Hai una community abbastanza numerosa sia su Instagram che su TikTok: quanto è importante per te il rapporto diretto con i tuoi follower e come lo gestisci?
Per me il rapporto con i miei follower è importante perché comunque è giusto stabilire delle relazioni, dei confronti e perché no anche delle amicizie. Poi Instagram e TikTok sono delle piattaforme dove condividi le tue passioni o la tua vita in alcuni casi. A me non interessa avere solo i “mi piace”, io voglio lasciare la mia impronta con le foto e trasmettere sempre qualcosa di profondo. Per quanto riguarda la gestione cerco di rispondere il prima possibile ai follower che mi scrivono, solo che a volte questo non mi viene facile perché magari ho tanti impegni, ma comunque poi gli dedico del tempo per rispondere a tutti.
Lavorare come autista di autobus ti ha cambiato in qualche modo il modo di vivere la fotografia e di porti davanti alla macchina fotografica?
Lavorare come autista non mi ha cambiato il modo di vivere la fotografia o il modo di pormi davanti alla macchina fotografica. Quello che magari ha influito a farmi vivere in modo diverso la fotografia e a pormi davanti alla macchina è semplicemente la mia crescita e maturità: ora cerco di trasmettere e dare un senso alle foto che faccio e non farle solo per ricevere dei like che sinceramente fanno piacere ma non lasciano un’impronta. Perché chi guarda una mia foto voglio che si soffermi e non che metta solo mi piace e poi ciaone.
Stai arrivando alla fine del secondo anno di maturità in diritto ed economia aziendale: come vedi il tuo futuro tra lavoro da autista, studi e passione per la moda/fotografia?
Sinceramente non so come sarà il mio futuro ma ho dei progetti bene in mente: il primo è che voglio arrivare a diplomarmi in economia aziendale e so benissimo che tra lavoro e scuola il mio impegno e le mie energie non dovranno essere al 100% ma minimo al 200%. Ovviamente il lavoro d’autista è sempre stato il mio sogno fin da piccola e vorrò continuarlo a fare. Per quanto riguarda moda e fotografia non ho intenzioni di abbandonare questa strada e voglio continuare a proseguirla e chissà magari prima o poi darà i suoi frutti.
Hai già collezionato 168 post e una buona crescita: qual è stato lo shooting o il momento che ti ha dato più soddisfazione da quando hai ripreso?
Ho partecipato a un evento che si chiama “OLTRE IL VISIBILE” che tratta il tema sulla violenza sulle donne e per me è stato un gran piacere poter far sentire la mia voce e di questo ne vado fiera e ho fatto piacevoli conoscenze. Poi ho partecipato a un evento che si chiama “BIKINI DAY”: ecco questo evento mi ha fatto sentire a casa, ero nel posto giusto al momento giusto, ero insomma nel mio mondo. Ho conosciuto delle persone veramente meravigliose, straordinarie e molto professionali. Mi sono divertita come non mai. Questo evento è stato quello che ha fatto ripartire in me la voglia di non fermarmi più e sono veramente felice di questo.

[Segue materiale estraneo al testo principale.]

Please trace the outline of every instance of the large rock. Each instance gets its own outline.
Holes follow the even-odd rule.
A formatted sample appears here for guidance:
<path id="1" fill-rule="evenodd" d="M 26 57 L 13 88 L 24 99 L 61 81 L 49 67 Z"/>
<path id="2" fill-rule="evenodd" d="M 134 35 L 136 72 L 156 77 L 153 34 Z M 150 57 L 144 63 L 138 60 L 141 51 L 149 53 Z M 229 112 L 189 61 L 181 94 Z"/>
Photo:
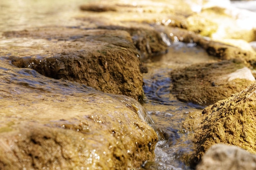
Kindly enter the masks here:
<path id="1" fill-rule="evenodd" d="M 50 27 L 4 35 L 22 42 L 6 47 L 1 54 L 10 56 L 18 67 L 105 93 L 143 98 L 139 53 L 126 31 Z"/>
<path id="2" fill-rule="evenodd" d="M 235 8 L 213 7 L 203 9 L 201 12 L 187 19 L 187 29 L 213 39 L 232 38 L 247 42 L 256 39 L 252 12 Z"/>
<path id="3" fill-rule="evenodd" d="M 237 60 L 193 64 L 171 73 L 172 92 L 178 99 L 203 106 L 212 104 L 244 89 L 255 79 Z"/>
<path id="4" fill-rule="evenodd" d="M 251 46 L 243 40 L 213 40 L 203 37 L 185 29 L 158 27 L 172 42 L 195 43 L 202 47 L 211 55 L 221 60 L 239 59 L 256 67 L 256 53 Z M 175 42 L 174 42 L 175 43 Z"/>
<path id="5" fill-rule="evenodd" d="M 235 146 L 218 144 L 205 153 L 196 170 L 256 169 L 256 155 Z"/>
<path id="6" fill-rule="evenodd" d="M 134 99 L 4 61 L 0 169 L 131 169 L 154 159 L 157 137 Z"/>
<path id="7" fill-rule="evenodd" d="M 207 107 L 195 132 L 196 153 L 192 163 L 201 160 L 205 152 L 216 144 L 236 146 L 256 153 L 256 83 Z"/>

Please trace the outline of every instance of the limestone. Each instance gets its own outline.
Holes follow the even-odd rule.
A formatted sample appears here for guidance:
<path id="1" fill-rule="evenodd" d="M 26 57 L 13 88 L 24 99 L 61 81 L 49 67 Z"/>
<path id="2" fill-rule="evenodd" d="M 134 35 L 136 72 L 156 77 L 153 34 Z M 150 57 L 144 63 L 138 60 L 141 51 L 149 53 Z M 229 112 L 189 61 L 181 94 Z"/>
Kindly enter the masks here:
<path id="1" fill-rule="evenodd" d="M 195 132 L 196 153 L 192 163 L 201 160 L 212 146 L 226 144 L 256 153 L 256 83 L 205 108 Z"/>
<path id="2" fill-rule="evenodd" d="M 173 70 L 171 74 L 171 92 L 184 102 L 203 106 L 212 104 L 255 81 L 250 69 L 245 66 L 240 61 L 231 60 Z"/>
<path id="3" fill-rule="evenodd" d="M 205 153 L 196 170 L 256 169 L 256 155 L 238 147 L 218 144 Z"/>
<path id="4" fill-rule="evenodd" d="M 203 36 L 217 38 L 255 40 L 256 14 L 235 8 L 213 7 L 202 9 L 187 20 L 188 30 Z"/>
<path id="5" fill-rule="evenodd" d="M 249 44 L 243 40 L 213 40 L 179 28 L 158 28 L 157 30 L 164 31 L 173 42 L 195 43 L 210 55 L 220 60 L 239 59 L 254 68 L 256 66 L 255 51 Z"/>
<path id="6" fill-rule="evenodd" d="M 25 46 L 18 43 L 6 47 L 2 55 L 11 51 L 12 63 L 18 67 L 83 83 L 105 93 L 137 99 L 144 97 L 139 53 L 126 31 L 48 27 L 6 32 L 4 35 L 20 39 L 26 44 L 45 40 Z"/>
<path id="7" fill-rule="evenodd" d="M 0 63 L 0 169 L 131 169 L 154 159 L 157 137 L 134 99 L 6 61 Z"/>

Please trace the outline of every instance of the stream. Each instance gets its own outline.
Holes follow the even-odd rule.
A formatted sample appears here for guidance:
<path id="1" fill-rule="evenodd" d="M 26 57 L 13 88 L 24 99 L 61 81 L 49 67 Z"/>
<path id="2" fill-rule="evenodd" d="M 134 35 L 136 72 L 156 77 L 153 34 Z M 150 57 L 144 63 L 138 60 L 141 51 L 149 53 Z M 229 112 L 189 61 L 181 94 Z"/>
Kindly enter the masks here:
<path id="1" fill-rule="evenodd" d="M 81 13 L 78 9 L 79 5 L 90 1 L 76 0 L 72 3 L 68 0 L 0 1 L 0 46 L 2 45 L 1 43 L 6 42 L 1 37 L 2 33 L 6 31 L 47 25 L 79 24 L 81 21 L 72 17 Z M 238 3 L 243 2 L 233 2 L 236 7 L 239 5 Z M 246 3 L 243 4 L 245 7 L 244 8 L 249 9 Z M 143 89 L 148 100 L 143 106 L 155 122 L 154 129 L 162 132 L 164 136 L 157 144 L 155 161 L 145 163 L 142 169 L 191 170 L 182 161 L 182 157 L 193 150 L 193 132 L 184 129 L 182 122 L 190 112 L 201 112 L 204 107 L 178 101 L 170 93 L 170 74 L 175 68 L 217 60 L 195 45 L 179 42 L 171 43 L 166 54 L 152 58 L 146 63 L 149 71 L 143 75 Z"/>

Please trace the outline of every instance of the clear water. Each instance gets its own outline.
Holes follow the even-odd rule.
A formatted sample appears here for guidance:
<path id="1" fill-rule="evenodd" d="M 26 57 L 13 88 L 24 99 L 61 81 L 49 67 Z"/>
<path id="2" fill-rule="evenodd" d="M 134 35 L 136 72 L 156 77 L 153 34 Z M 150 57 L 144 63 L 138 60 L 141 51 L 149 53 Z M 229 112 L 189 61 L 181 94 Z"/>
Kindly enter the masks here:
<path id="1" fill-rule="evenodd" d="M 7 42 L 1 37 L 1 33 L 4 31 L 49 25 L 73 26 L 81 24 L 81 21 L 74 20 L 73 17 L 81 14 L 79 5 L 89 1 L 71 2 L 69 0 L 0 1 L 0 54 L 3 50 L 1 50 L 2 47 L 12 43 Z M 25 42 L 27 43 L 27 40 Z M 189 112 L 201 111 L 203 108 L 179 102 L 170 93 L 170 73 L 177 67 L 215 60 L 193 44 L 176 42 L 171 44 L 167 54 L 156 57 L 147 63 L 149 72 L 144 75 L 144 90 L 148 100 L 143 106 L 155 122 L 154 128 L 163 135 L 155 148 L 155 161 L 146 163 L 142 169 L 190 169 L 184 160 L 186 159 L 184 157 L 193 149 L 191 140 L 193 134 L 184 129 L 182 122 Z M 30 86 L 40 85 L 33 85 L 36 81 L 27 80 L 32 84 Z M 75 93 L 76 90 L 72 90 L 72 85 L 67 87 L 69 87 L 69 91 L 74 90 Z"/>

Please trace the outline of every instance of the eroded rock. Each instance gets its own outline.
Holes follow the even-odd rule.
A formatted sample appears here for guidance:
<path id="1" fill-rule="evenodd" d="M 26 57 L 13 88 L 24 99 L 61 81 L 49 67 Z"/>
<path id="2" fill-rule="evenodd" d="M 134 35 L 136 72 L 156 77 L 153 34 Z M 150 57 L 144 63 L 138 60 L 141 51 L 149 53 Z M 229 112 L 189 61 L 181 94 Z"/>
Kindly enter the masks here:
<path id="1" fill-rule="evenodd" d="M 134 99 L 4 61 L 0 169 L 121 170 L 153 159 L 157 137 Z"/>
<path id="2" fill-rule="evenodd" d="M 174 70 L 171 73 L 171 91 L 182 101 L 203 106 L 212 104 L 255 82 L 250 70 L 245 66 L 241 61 L 232 60 Z"/>
<path id="3" fill-rule="evenodd" d="M 164 32 L 172 42 L 193 43 L 204 49 L 211 55 L 221 60 L 238 59 L 252 66 L 256 66 L 256 53 L 251 45 L 243 40 L 213 40 L 179 28 L 157 28 Z"/>
<path id="4" fill-rule="evenodd" d="M 7 47 L 2 55 L 15 48 L 9 55 L 18 67 L 83 83 L 105 93 L 137 99 L 144 97 L 139 53 L 125 31 L 42 28 L 6 32 L 4 35 L 31 39 L 22 39 L 23 44 L 31 40 L 47 40 L 43 46 L 40 42 L 25 46 L 18 43 Z"/>
<path id="5" fill-rule="evenodd" d="M 255 91 L 254 83 L 204 110 L 202 120 L 195 131 L 197 146 L 193 163 L 201 160 L 205 152 L 216 144 L 235 145 L 256 153 Z"/>
<path id="6" fill-rule="evenodd" d="M 256 155 L 238 147 L 218 144 L 204 155 L 196 170 L 247 170 L 256 169 Z"/>

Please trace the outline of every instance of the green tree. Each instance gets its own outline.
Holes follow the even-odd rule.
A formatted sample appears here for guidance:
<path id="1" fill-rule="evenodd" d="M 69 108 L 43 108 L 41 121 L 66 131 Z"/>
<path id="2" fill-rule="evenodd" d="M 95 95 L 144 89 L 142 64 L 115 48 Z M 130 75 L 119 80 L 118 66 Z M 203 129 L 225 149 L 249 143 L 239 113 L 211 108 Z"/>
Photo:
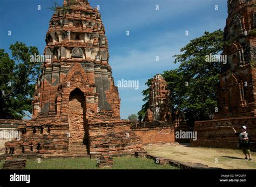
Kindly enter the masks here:
<path id="1" fill-rule="evenodd" d="M 164 71 L 162 74 L 170 91 L 173 112 L 181 111 L 190 126 L 196 121 L 209 120 L 209 115 L 214 112 L 221 64 L 206 61 L 206 56 L 219 54 L 223 45 L 222 30 L 205 32 L 183 47 L 181 54 L 174 56 L 174 63 L 180 63 L 178 68 Z M 150 84 L 147 81 L 146 85 Z M 146 103 L 139 115 L 148 108 L 146 96 L 149 92 L 149 89 L 143 92 Z"/>
<path id="2" fill-rule="evenodd" d="M 134 124 L 138 123 L 138 115 L 137 114 L 131 114 L 128 116 L 128 119 L 132 124 Z"/>
<path id="3" fill-rule="evenodd" d="M 11 45 L 12 58 L 0 49 L 0 119 L 21 119 L 32 113 L 35 84 L 40 63 L 30 61 L 39 54 L 36 47 L 22 43 Z"/>

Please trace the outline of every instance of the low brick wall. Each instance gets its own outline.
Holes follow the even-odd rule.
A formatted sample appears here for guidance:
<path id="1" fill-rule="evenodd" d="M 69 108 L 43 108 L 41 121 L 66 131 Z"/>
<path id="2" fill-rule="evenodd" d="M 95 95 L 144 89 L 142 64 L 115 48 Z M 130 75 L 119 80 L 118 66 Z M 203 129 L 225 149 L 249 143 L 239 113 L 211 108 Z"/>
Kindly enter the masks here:
<path id="1" fill-rule="evenodd" d="M 18 127 L 24 125 L 27 120 L 0 120 L 0 153 L 5 151 L 4 143 L 18 138 Z"/>
<path id="2" fill-rule="evenodd" d="M 147 155 L 146 156 L 147 158 L 152 159 L 157 164 L 166 165 L 170 164 L 171 165 L 178 168 L 180 169 L 221 169 L 219 168 L 211 168 L 208 165 L 199 163 L 190 163 L 190 162 L 183 162 L 169 158 L 163 158 L 161 157 L 157 157 L 155 156 Z"/>
<path id="3" fill-rule="evenodd" d="M 158 126 L 145 125 L 144 127 L 141 126 L 139 127 L 133 126 L 132 127 L 132 130 L 137 136 L 141 137 L 142 144 L 144 145 L 175 142 L 173 125 Z"/>
<path id="4" fill-rule="evenodd" d="M 232 127 L 238 131 L 243 125 L 246 126 L 247 131 L 252 137 L 250 149 L 255 151 L 256 117 L 197 121 L 194 130 L 197 131 L 197 140 L 191 141 L 191 145 L 193 147 L 238 149 L 239 137 L 234 133 Z"/>

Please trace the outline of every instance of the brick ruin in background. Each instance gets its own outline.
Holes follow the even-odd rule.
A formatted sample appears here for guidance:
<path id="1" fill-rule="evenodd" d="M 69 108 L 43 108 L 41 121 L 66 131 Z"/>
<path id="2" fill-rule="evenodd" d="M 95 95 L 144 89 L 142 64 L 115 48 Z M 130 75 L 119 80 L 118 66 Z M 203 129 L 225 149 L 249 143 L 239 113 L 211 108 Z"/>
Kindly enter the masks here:
<path id="1" fill-rule="evenodd" d="M 169 99 L 170 91 L 166 82 L 160 74 L 156 75 L 152 81 L 149 95 L 149 107 L 145 115 L 145 121 L 172 123 L 172 110 Z"/>
<path id="2" fill-rule="evenodd" d="M 142 138 L 144 144 L 174 142 L 176 130 L 174 127 L 178 130 L 181 129 L 180 128 L 187 130 L 180 114 L 172 114 L 169 94 L 167 83 L 162 75 L 154 76 L 150 87 L 145 121 L 132 127 L 135 134 Z M 178 142 L 180 140 L 176 140 Z"/>
<path id="3" fill-rule="evenodd" d="M 86 0 L 64 1 L 46 34 L 33 119 L 19 127 L 7 154 L 134 154 L 143 150 L 130 123 L 120 120 L 108 41 L 97 9 Z"/>
<path id="4" fill-rule="evenodd" d="M 218 109 L 213 120 L 196 122 L 193 146 L 237 148 L 240 130 L 246 125 L 256 150 L 256 0 L 228 1 L 223 64 L 218 88 Z"/>

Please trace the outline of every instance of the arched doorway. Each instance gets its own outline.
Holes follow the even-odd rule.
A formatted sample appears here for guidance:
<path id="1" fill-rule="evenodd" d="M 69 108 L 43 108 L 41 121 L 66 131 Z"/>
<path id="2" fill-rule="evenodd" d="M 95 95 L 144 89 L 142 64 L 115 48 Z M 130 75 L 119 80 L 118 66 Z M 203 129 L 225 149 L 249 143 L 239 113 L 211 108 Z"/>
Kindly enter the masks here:
<path id="1" fill-rule="evenodd" d="M 69 151 L 89 154 L 88 125 L 85 97 L 77 88 L 70 93 L 69 102 Z"/>

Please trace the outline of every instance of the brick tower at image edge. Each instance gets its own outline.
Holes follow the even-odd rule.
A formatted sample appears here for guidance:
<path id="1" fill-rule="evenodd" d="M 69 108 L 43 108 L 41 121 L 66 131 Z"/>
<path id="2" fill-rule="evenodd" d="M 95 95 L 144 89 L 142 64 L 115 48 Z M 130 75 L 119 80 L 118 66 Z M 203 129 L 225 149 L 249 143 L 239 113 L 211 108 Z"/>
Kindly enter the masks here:
<path id="1" fill-rule="evenodd" d="M 97 9 L 64 1 L 50 22 L 36 86 L 33 119 L 19 127 L 7 154 L 132 154 L 143 150 L 130 123 L 120 120 L 108 41 Z"/>
<path id="2" fill-rule="evenodd" d="M 228 1 L 224 54 L 217 90 L 218 112 L 213 120 L 198 121 L 193 146 L 236 148 L 231 129 L 246 125 L 256 150 L 256 0 Z"/>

Essere una ragazza giovane che fa un lavoro “maschile” come l’autista di autobus e contemporaneamente posa come fotomodella: hai mai incontrato pregiudizi o commenti particolari?
Purtroppo sì, ho incontrato pregiudizi, commenti particolari e anche degli ostacoli ma io sono più forte di tutto questo e non mi fermo per dei pregiudizi, commenti o per degli ostacoli: io vado oltre. Siamo in un mondo dove l’invidia, i pregiudizi e la crudeltà è sempre più presente ma se tutti ci fermassimo per questo nessuno riuscirebbe a vivere essendo se stessi ma indossando soltanto delle maschere e io sinceramente voglio essere me stessa senza filtri.
Ultima domanda: guardando al futuro, qual è il sogno più grande che vorresti realizzare come Helena Galanti, sia nella vita professionale che nella fotografia?
Guardando al futuro una cosa è sicura: voglio continuare a crescere personalmente e a realizzarmi sotto tutti i punti di vista quindi sia come persona, che professionalmente negli studi e perché no anche nell’ambito lavorativo. Per quanto riguarda la fotografia non nego che se nel futuro dovesse arrivare una gran bella proposta lavorativa in questo ambito io non la possa prendere in considerazione.